When you compile and run the program, you'll observe:

Example Output

Result without hints: 95000000
Time without hints: 2.15 seconds
Result with hints: 1.95 seconds
  • Results: Both functions produce the same output (95000000), as they execute the same logic.

  • Execution Time: The version with likely runs faster because branch mispredictions are minimized.


Why Does It Work?

Branch Prediction in CPUs

  • CPUs guess the outcome of branches based on patterns. If the prediction is correct, execution proceeds smoothly. If not, the pipeline stalls, causing a delay.

  • The penalty for a misprediction can be significant, especially in performance-critical loops.

Impact of Hints

  • The likely macro helps the compiler align with the CPU’s branch predictor, reducing the chance of pipeline stalls in the common case.

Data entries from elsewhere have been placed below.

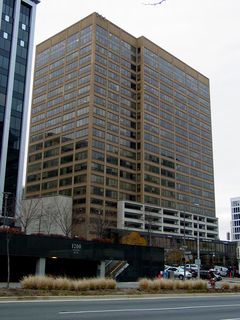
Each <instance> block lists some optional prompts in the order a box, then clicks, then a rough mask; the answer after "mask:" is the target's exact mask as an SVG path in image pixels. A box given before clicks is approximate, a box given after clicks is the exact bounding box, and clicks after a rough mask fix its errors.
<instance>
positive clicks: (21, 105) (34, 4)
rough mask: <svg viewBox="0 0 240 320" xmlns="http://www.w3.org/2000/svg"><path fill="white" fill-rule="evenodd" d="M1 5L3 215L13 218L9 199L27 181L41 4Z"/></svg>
mask: <svg viewBox="0 0 240 320" xmlns="http://www.w3.org/2000/svg"><path fill="white" fill-rule="evenodd" d="M0 3H1V4H0V13H1V15H0V211H2V213H1V214H2V215H3V212H5V214H6V211H8V212H7V214H10V215H11V212H9V211H11V206H9V205H8V208H5V207H4V205H5V204H6V199H7V198H13V199H15V197H20V195H21V190H22V187H23V180H24V178H25V177H24V155H25V151H26V134H27V122H28V117H29V96H30V95H29V92H30V80H31V68H32V52H33V35H34V24H35V11H36V5H37V3H39V1H38V0H33V1H30V0H2V1H0ZM4 198H5V201H3V199H4ZM11 203H13V201H11ZM3 207H4V208H3ZM2 208H3V210H2ZM12 209H13V208H12ZM13 210H14V209H13Z"/></svg>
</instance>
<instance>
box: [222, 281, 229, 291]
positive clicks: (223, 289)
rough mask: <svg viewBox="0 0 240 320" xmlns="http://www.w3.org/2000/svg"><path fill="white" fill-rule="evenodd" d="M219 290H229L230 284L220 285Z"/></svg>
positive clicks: (224, 284)
mask: <svg viewBox="0 0 240 320" xmlns="http://www.w3.org/2000/svg"><path fill="white" fill-rule="evenodd" d="M221 289H222V290H224V291H227V290H229V289H230V284H229V283H227V282H223V283H221Z"/></svg>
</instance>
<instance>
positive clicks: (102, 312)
mask: <svg viewBox="0 0 240 320" xmlns="http://www.w3.org/2000/svg"><path fill="white" fill-rule="evenodd" d="M226 307H238V308H240V305H239V304H225V305H223V304H221V305H214V306H213V305H209V306H187V307H171V308H170V307H169V308H142V309H105V310H82V311H60V312H59V314H60V315H64V314H84V313H111V312H112V313H116V312H142V311H165V310H186V309H203V308H226ZM223 320H224V319H223ZM226 320H231V319H226ZM232 320H235V319H232ZM236 320H237V319H236Z"/></svg>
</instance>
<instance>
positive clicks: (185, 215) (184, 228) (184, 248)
mask: <svg viewBox="0 0 240 320" xmlns="http://www.w3.org/2000/svg"><path fill="white" fill-rule="evenodd" d="M183 214H184V216H183V223H184V225H183V232H184V233H183V257H184V278H183V279H184V280H185V279H186V258H185V249H186V230H185V228H186V226H185V222H186V220H185V219H186V212H185V211H184V212H183Z"/></svg>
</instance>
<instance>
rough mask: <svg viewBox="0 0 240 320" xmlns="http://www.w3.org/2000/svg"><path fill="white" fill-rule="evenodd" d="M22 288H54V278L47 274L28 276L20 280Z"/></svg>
mask: <svg viewBox="0 0 240 320" xmlns="http://www.w3.org/2000/svg"><path fill="white" fill-rule="evenodd" d="M21 285H22V287H23V288H24V289H42V290H51V289H53V288H54V279H53V278H52V277H49V276H28V277H24V278H23V279H22V281H21Z"/></svg>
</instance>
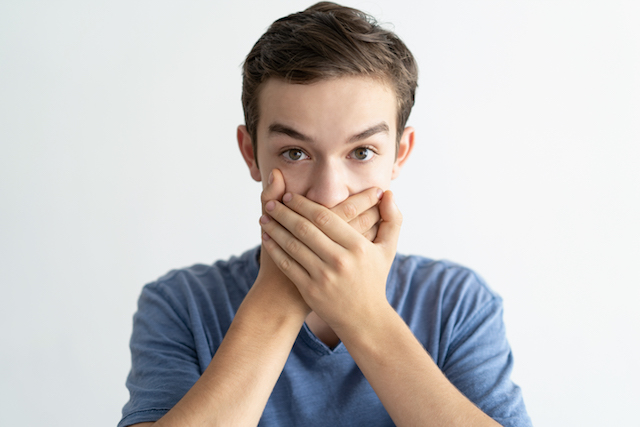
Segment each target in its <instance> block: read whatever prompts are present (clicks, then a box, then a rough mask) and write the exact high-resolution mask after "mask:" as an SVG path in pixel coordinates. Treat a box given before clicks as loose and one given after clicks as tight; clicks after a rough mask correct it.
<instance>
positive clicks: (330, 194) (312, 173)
mask: <svg viewBox="0 0 640 427" xmlns="http://www.w3.org/2000/svg"><path fill="white" fill-rule="evenodd" d="M346 178H347V177H346V173H345V171H342V170H341V169H340V167H338V165H336V164H332V162H326V163H323V164H319V165H318V167H316V168H314V171H313V173H312V174H311V175H310V176H309V183H308V190H307V193H306V194H305V196H306V197H307V198H308V199H309V200H312V201H314V202H316V203H319V204H321V205H323V206H325V207H327V208H329V209H331V208H333V207H334V206H336V205H338V204H339V203H341V202H343V201H344V200H346V199H347V197H349V194H350V190H349V186H348V183H347V182H346V181H347V180H346Z"/></svg>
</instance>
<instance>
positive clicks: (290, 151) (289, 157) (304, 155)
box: [282, 148, 309, 162]
mask: <svg viewBox="0 0 640 427" xmlns="http://www.w3.org/2000/svg"><path fill="white" fill-rule="evenodd" d="M282 155H283V156H284V158H285V159H286V160H289V161H291V162H297V161H299V160H305V159H308V158H309V156H307V155H306V154H305V153H304V151H302V150H300V149H299V148H290V149H288V150H286V151H284V152H283V153H282Z"/></svg>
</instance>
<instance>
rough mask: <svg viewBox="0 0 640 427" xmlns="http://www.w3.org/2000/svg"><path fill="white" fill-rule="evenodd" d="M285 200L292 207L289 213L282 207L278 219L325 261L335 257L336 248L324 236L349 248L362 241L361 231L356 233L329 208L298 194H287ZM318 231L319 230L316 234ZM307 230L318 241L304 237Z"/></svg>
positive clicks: (337, 215)
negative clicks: (312, 240) (305, 222)
mask: <svg viewBox="0 0 640 427" xmlns="http://www.w3.org/2000/svg"><path fill="white" fill-rule="evenodd" d="M282 202H283V203H284V206H285V207H287V208H289V209H288V212H285V210H283V209H280V211H281V212H282V214H283V215H282V218H277V221H278V222H279V223H280V224H282V225H283V226H284V227H286V228H287V229H288V230H290V231H291V232H292V233H293V234H294V235H295V236H296V237H298V238H299V239H300V240H301V241H303V242H304V243H305V244H307V245H308V246H309V247H310V248H311V249H312V250H313V251H314V252H316V253H317V254H318V255H319V256H320V258H322V259H323V260H324V261H328V260H331V259H333V258H335V247H331V245H328V244H327V242H326V241H325V240H324V239H323V237H324V238H325V239H326V238H328V239H330V240H332V241H333V242H335V243H337V244H338V245H340V246H342V247H343V248H345V249H350V248H352V247H353V246H354V245H356V244H361V243H362V234H360V233H358V232H356V231H355V230H354V229H353V228H351V226H350V225H349V224H348V223H346V222H345V221H343V220H342V218H340V217H339V216H338V215H337V214H335V213H333V212H332V211H331V210H330V209H327V208H325V207H324V206H322V205H320V204H318V203H315V202H313V201H311V200H309V199H307V198H306V197H304V196H301V195H299V194H291V193H285V195H284V196H283V198H282ZM291 213H293V215H291ZM295 214H297V215H295ZM303 219H304V220H306V221H308V222H310V224H308V223H305V222H304V221H303ZM318 231H320V232H319V233H317V232H318ZM307 232H308V233H309V234H310V235H311V236H312V237H317V240H316V241H312V240H310V239H309V238H308V237H307V236H305V234H307ZM318 234H319V235H318ZM316 242H317V243H318V244H316ZM329 249H331V253H327V251H328V250H329ZM321 251H322V252H321Z"/></svg>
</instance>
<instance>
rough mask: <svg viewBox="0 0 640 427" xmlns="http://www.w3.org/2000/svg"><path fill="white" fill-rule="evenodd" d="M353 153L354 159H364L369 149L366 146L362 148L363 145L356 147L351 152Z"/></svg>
mask: <svg viewBox="0 0 640 427" xmlns="http://www.w3.org/2000/svg"><path fill="white" fill-rule="evenodd" d="M353 154H354V155H355V156H356V159H358V160H364V159H366V158H367V156H368V155H369V149H368V148H364V147H361V148H356V150H355V151H354V152H353Z"/></svg>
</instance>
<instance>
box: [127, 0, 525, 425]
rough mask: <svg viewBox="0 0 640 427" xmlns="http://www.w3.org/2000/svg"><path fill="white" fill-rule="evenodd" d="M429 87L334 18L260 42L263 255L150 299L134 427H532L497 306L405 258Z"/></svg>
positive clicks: (138, 387)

When Should You Use likely and unlikely?

  • Use Cases:

    • Error Handling: Rare error cases can be marked as unlikely.

    • Hot Paths: Frequently executed code paths can use likely.

    • Performance-Critical Code: Systems like real-time applications, networking, or databases where branch misprediction penalties matter.

  • Avoid Overuse: Misusing these hints in code where branch probabilities are uncertain can degrade performance or make the code harder to maintain.


Key Takeaways

  1. Branch prediction hints (likely and unlikely) help the compiler optimize code for better performance.

  2. They are most effective in performance-critical applications with predictable branch behavior.

  3. Use them sparingly and only when you're certain about the likelihood of branch conditions.


Try the program yourself and see how likely and unlikely affect performance on your machine!